Garlic likes a free-draining sandy loam, with lots of organic matter. Organic matter adds nutrients and keeps the soil well aerated. The higher the organic matter content, the bigger the bulbs for harvest. Organic matter can be increased by adding compost or well-rotted manure to the soil. The soil should have a pH between 6.5 and 7.
When selecting cloves for planting, store-bought garlic may not be the best option. Check out your local garden centre or plant nursery for bulb packs that will be suited to the local climate conditions.
Garlic cloves must be planted three to six weeks before the first autumn frost before the ground freezes over. If you are in an area where the ground does not freeze over, the cloves can be planted as late as mid-winter.

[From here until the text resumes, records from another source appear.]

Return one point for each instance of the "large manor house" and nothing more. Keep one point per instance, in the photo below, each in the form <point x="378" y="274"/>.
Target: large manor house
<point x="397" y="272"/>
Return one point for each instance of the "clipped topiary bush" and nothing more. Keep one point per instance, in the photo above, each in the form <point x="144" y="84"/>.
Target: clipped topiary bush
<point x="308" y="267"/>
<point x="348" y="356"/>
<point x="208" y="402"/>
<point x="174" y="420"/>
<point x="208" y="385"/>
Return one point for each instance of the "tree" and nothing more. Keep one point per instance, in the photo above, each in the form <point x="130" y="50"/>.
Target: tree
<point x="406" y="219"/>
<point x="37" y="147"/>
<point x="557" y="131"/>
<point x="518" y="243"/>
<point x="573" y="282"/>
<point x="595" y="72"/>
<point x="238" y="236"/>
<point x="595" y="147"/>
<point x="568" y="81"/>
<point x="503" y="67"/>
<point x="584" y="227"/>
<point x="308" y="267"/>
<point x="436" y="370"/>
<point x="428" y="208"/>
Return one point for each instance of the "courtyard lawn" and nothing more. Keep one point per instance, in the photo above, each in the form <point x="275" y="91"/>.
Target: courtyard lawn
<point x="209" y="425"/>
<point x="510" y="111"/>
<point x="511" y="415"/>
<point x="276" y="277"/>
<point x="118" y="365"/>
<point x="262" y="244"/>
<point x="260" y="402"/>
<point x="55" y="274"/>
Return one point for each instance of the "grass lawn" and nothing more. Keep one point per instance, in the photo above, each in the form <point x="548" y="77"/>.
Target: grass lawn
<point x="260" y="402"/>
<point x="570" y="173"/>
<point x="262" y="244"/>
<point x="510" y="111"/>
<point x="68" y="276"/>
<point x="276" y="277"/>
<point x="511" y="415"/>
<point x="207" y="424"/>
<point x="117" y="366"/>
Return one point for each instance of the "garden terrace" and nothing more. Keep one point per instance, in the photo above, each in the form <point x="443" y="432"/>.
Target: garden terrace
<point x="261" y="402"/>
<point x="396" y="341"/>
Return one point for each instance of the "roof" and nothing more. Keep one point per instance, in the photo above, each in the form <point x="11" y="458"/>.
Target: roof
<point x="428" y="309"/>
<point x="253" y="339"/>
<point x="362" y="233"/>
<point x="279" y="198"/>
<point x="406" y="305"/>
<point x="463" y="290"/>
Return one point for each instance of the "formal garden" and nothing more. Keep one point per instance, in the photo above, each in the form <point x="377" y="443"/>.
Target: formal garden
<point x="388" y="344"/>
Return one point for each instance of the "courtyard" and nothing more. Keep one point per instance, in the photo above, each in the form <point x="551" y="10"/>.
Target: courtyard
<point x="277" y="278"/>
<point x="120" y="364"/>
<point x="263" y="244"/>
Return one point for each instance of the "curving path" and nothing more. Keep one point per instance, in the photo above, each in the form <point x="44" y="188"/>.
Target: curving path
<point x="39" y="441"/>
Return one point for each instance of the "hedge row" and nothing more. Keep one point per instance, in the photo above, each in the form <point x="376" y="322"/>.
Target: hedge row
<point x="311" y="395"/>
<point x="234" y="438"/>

If you have missed the first frost and the ground is frozen, cloves can be planted into seed punnets or trays. These must be transferred into the ground as soon as it defrosts to ensure a well-developed root system.
Garlic cloves must be planted about 2 inches below the soil surface, pointy end facing up. The cloves can be planted in a row 4 inches apart. These rows must be spaced between 10 and 14 inches apart.
If you are in an area with heavy frost, the garlic should be covered in a straw mulch layer for winter. As soon as the frost has passed, the mulch can be removed. In the first two months of spring, the garlic cloves should be generously fertilized with bone meal, chicken manure or even a general garden fertilizer.
During the last month of spring, all fertilization must be discontinued, and the cloves watered twice a week. Decrease watering during summer. Any flowers that form must be cut away to ensure all the plant’s energy is put into bulb formation.
Garlic can be harvested relatively early in spring and eaten like green onions. If nice big garlic bulbs are what you are after, allow them to mature until mid-summer. By then the tops should have yellowed and fallen over, but not allowed to dry completely.
Dig up a single bulb; the head should be clearly divided into cloves while being covered in a dry, papery wrapping. Remove dirt while keeping the wrapping intact. Cut off the roots and tops. Store bulbs in a cool, dark and dry place. Garlic that is stored properly should last a year!
Garlic is a versatile, essential ingredient to many cuisines and recipes. As well as being one of the easiest vegetables to grow, it’s a must-have for your vegetable garden.